Multi-Agent Architecture¶
The four-layer pattern holds for single models. When multiple LLMs collaborate, delegate, and take autonomous actions, new failure modes emerge that single-agent controls cannot catch:
- Prompt injection propagates across agent chains: one poisoned document becomes instructions for every downstream agent.
- Hallucinations compound: Agent A hallucinates a claim, Agent B cites it as fact, Agent C elaborates with high confidence.
- Delegation creates transitive authority: permissions transfer implicitly through delegation chains nobody designed.
- Failures look like success: the most dangerous outputs are well-formatted, confident, unanimously agreed, and wrong.
Multi-agent security requires per-agent identity, per-agent permissions, and per-agent evaluation, plus controls for the interactions between agents: message bus security, epistemic integrity, kill switch architecture. Same principles as the single-agent pattern, extended to the space between models.
→ MASO Framework · controls across 10 domains, 3 implementation tiers, full OWASP dual coverage.
When Layers Fail: PACE Resilience¶
Every control has a defined failure mode. Detection catches most of them, but not all. The PACE methodology ensures that when a layer degrades, and it will, the system transitions to a predetermined safe state rather than failing silently.
| State | What's happening |
|---|---|
| Primary | All layers operational. Normal production. |
| Alternate | One layer degraded.

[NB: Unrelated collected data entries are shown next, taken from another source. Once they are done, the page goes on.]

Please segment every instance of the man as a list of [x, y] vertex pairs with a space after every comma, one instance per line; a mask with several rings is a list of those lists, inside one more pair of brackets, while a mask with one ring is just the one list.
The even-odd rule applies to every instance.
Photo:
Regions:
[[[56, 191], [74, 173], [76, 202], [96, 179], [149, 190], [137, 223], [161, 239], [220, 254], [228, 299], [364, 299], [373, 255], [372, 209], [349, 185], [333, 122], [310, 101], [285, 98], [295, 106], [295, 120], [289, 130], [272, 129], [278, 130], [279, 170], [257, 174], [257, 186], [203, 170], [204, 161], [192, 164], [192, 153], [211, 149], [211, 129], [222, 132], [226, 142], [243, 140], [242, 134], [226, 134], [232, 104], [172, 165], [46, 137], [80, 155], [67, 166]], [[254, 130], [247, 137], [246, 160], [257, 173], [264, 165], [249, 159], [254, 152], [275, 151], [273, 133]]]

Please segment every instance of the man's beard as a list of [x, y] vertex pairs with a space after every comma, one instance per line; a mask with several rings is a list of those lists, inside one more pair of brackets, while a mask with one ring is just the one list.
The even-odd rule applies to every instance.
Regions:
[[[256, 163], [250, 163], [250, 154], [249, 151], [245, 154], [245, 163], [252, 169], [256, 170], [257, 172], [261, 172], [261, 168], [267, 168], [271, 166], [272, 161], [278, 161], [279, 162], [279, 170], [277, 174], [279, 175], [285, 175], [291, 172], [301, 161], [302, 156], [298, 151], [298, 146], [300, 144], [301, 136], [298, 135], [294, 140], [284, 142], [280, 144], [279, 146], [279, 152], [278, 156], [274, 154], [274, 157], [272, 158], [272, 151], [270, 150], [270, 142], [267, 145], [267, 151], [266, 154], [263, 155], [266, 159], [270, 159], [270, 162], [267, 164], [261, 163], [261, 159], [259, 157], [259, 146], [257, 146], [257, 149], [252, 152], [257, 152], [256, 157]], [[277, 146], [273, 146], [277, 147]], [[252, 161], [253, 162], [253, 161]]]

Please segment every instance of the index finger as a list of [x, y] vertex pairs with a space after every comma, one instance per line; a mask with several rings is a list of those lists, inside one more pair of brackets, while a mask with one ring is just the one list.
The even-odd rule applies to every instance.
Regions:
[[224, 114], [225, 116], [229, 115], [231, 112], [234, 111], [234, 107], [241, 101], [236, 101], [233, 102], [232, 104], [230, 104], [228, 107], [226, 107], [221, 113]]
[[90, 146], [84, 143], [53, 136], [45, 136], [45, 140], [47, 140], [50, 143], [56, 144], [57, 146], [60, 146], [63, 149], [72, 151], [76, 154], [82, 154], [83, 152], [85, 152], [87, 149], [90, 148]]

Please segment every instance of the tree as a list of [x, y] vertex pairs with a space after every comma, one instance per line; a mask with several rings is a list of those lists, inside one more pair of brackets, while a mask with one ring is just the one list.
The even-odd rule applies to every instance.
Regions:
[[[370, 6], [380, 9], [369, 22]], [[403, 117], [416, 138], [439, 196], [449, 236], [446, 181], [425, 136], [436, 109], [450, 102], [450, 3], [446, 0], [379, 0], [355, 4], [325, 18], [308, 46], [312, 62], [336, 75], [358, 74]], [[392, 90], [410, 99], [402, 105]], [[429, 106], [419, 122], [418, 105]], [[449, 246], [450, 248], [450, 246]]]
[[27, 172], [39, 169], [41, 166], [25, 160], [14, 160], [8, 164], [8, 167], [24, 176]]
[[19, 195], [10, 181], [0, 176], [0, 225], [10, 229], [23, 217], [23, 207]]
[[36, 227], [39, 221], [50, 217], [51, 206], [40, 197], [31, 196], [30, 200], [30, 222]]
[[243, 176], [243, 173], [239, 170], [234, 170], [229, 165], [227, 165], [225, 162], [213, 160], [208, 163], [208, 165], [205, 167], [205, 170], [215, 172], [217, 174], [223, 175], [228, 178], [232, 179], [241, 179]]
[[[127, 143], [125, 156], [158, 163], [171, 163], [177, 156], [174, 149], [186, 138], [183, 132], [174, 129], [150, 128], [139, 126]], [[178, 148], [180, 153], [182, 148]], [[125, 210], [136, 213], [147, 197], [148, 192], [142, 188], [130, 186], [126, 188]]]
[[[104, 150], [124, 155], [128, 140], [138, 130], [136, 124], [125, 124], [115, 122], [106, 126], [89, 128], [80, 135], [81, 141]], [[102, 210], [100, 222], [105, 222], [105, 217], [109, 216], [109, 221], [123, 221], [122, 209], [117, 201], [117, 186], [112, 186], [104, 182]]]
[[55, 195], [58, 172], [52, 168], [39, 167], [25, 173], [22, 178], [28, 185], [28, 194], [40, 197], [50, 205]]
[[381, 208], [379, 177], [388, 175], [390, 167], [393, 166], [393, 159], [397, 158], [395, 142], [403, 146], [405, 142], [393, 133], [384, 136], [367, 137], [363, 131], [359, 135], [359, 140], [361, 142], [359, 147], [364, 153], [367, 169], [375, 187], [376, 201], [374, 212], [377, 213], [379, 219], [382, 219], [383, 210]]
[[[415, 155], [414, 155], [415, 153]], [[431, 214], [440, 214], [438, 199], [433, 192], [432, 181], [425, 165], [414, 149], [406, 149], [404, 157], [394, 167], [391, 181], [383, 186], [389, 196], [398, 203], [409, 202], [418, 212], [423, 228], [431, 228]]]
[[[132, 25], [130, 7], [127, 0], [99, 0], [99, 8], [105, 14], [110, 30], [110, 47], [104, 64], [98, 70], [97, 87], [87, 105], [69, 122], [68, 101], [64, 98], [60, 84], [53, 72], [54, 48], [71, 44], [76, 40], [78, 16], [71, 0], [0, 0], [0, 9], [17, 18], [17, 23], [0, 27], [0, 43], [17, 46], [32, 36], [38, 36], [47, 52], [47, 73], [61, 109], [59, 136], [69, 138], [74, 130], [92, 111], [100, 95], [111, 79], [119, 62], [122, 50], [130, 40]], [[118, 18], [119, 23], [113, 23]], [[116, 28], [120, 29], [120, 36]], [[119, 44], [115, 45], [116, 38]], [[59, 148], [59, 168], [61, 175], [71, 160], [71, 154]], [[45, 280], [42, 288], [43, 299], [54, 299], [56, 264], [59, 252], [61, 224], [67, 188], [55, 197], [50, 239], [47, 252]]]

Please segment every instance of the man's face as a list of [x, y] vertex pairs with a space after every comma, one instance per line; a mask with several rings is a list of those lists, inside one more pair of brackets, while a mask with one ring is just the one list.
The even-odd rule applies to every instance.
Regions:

Backup active. Scope tightened. |
| Contingency | Multiple layers degraded. Supervised-only mode. Human approves every action. |
| Emergency | Confirmed compromise. Circuit breaker fired. AI stopped. Non-AI fallback active. |
Even at the lowest risk tier, there is a fallback plan. At the highest, there is a structured degradation path from full autonomy to full stop. The architecture does not assume the layers are perfect; it assumes they will each fail at some point, and designs for that.